O CINEMA
(Conto
publicado no livro “O Fantasma da FM” em 1992. Vale observar que a situação, a
terminologia e os filmes mencionados retratam uma ida ao cinema trinta e cinco
anos atrás.)
(Parte 1)
Primeiro a expectativa.
Consultamos o jornal à procura do melhor
filme – aqui tem um candidato a sete Oscares, ali um premiado em Cannes,
alhures um grande sucesso em mil novecentos e setenta e dois, algures uma
comédia picante imprópria para menores de dezesseis anos e mais além um
“science-fiction” à Spielberg cheio de infantilidades adultas.
Ainda sem decidir qual desses iremos
assistir, nos preparamos psicologicamente para rir com Woody Allen, para chorar
com Kraker vs Kramer, para liberar nossa adrenalina com Stallone ou para nos
apaixonar perdidamente por Isabelle Adjani.

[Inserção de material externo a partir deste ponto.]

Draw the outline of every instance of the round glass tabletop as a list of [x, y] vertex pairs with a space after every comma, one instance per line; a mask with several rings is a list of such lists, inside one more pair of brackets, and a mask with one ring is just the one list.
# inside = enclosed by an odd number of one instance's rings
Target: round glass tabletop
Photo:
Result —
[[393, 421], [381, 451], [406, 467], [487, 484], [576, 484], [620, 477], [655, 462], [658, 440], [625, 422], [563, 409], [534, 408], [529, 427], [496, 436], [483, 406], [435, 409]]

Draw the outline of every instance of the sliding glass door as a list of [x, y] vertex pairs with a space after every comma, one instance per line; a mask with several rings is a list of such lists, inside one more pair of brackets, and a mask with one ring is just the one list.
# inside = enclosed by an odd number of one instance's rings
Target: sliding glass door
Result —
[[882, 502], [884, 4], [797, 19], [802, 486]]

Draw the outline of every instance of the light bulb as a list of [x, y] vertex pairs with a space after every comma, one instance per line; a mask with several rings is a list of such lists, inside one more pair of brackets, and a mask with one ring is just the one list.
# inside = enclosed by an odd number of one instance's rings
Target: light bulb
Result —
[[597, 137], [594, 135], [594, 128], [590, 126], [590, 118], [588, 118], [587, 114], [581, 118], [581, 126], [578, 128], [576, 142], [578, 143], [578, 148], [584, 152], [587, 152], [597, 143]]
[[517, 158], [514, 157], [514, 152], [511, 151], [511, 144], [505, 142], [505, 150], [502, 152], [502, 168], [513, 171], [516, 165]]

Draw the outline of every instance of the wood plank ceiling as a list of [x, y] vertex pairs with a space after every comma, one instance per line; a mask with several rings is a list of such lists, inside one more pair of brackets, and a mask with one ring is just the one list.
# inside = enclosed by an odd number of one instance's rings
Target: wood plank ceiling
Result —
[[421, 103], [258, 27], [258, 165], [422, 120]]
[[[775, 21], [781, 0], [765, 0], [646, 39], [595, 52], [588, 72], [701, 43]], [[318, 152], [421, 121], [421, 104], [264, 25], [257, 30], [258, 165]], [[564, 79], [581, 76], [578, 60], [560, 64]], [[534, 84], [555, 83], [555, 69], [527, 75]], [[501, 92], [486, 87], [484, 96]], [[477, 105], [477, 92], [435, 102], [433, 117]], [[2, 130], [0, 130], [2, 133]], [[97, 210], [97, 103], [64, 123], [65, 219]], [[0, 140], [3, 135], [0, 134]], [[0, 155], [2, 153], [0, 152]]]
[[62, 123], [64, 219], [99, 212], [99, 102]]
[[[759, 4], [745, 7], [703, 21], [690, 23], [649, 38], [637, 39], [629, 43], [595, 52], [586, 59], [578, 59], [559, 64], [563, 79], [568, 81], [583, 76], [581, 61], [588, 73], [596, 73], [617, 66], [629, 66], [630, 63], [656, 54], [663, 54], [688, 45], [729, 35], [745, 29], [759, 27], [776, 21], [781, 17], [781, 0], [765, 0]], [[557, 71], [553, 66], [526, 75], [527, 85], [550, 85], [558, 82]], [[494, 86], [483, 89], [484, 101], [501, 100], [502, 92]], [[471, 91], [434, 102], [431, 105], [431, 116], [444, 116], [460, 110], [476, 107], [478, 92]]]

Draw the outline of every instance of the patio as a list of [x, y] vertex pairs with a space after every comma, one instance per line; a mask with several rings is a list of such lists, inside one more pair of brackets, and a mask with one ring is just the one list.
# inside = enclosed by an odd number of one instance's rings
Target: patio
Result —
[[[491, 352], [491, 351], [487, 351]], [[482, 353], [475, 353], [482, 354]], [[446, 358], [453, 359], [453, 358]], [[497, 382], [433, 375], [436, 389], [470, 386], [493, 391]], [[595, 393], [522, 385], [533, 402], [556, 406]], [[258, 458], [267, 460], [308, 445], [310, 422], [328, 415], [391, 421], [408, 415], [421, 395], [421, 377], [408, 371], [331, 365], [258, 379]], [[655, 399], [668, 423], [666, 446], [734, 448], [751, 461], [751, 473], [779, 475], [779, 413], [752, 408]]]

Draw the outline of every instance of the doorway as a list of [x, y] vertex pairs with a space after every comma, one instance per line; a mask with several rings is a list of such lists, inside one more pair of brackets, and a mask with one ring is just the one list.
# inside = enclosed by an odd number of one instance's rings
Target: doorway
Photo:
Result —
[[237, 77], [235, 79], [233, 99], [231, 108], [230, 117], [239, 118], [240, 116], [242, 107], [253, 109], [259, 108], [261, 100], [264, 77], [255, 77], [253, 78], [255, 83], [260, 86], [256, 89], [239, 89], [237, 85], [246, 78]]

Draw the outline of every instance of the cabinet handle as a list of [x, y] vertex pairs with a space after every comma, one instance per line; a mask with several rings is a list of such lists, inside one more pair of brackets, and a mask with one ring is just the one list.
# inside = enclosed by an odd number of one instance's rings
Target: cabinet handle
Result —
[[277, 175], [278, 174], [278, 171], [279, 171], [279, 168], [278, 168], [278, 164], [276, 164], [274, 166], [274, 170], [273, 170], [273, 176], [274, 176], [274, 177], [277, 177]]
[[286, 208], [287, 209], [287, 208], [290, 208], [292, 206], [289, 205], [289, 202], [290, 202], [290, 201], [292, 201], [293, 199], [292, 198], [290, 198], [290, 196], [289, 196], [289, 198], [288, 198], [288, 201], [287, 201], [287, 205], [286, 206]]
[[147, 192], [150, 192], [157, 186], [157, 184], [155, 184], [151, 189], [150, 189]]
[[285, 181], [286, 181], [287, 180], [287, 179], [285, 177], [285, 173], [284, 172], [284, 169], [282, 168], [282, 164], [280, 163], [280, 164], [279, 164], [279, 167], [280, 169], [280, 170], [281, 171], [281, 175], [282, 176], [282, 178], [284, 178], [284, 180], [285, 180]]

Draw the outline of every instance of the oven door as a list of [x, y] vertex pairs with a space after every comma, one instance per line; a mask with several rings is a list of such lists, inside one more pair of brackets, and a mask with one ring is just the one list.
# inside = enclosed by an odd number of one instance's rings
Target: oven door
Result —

Lavamos a cara depois da barba feita,
aplicamos uma demão de lanolina, colocamos uma camisa decente após o banho
tomado, apanhamos o carro que descansa sossegadamente na garagem e partimos
para a grande aventura. Aquele filme de setenta e dois parece ser uma boa
escolha.
Aí começam os problemas. O primeiro
deles é o estacionamento. Num raio de trezentos metros do cinema não há espaço
nem para uma bicicleta, então o jeito é parar lá embaixo, próximo do outro
cinema que exibe um filme que decidimos não ver, e caminhar a pé, preocupado
com o segundo problema.
O segundo problema é a
segurança – a nossa e a do carro. Erguemos uma prece[A1] [A2] para o Altíssimo a fim de que
consigamos caminhar os seiscentos metros ida-e-volta sem sermos importunados
por algum meliante – “isto é um assalto!” – principalmente no término da
sessão, quando já será noite alta. Fazemos um cálculo mental do valor do
reembolso do seguro após o carro ter sido roubado, depenado e transformado em
“buggy”, mas estes pensamentos macabros são interrompidos pelo terceiro
problema.
O terceiro problema é a
fila para comprar o ingresso, que rodopia lentamente cheia de pernas como uma
centopeia, e depois do ingresso comprado a fila para ingressar no saguão e
ficar aguardando a sessão terminar para finalmente adentrar a sala de projeção olhando
para alguns cartazes dependurados aqui e ali anunciando os futuros sucessos de
bilheteria.
A sessão termina e
imediatamente começa o quarto problema, a busca do lugar ideal. De acordo com a
Teoria das Probabilidades, na minha frente deverá se sentar um cidadão alto e
de topete. Então, mudo para duas poltronas à direita e me vem o temor que na
minha frente venha a se sentar um camarada irrequieto que se move o tempo todo,
me obrigando a balançar feito pêndulo de relógio de parede.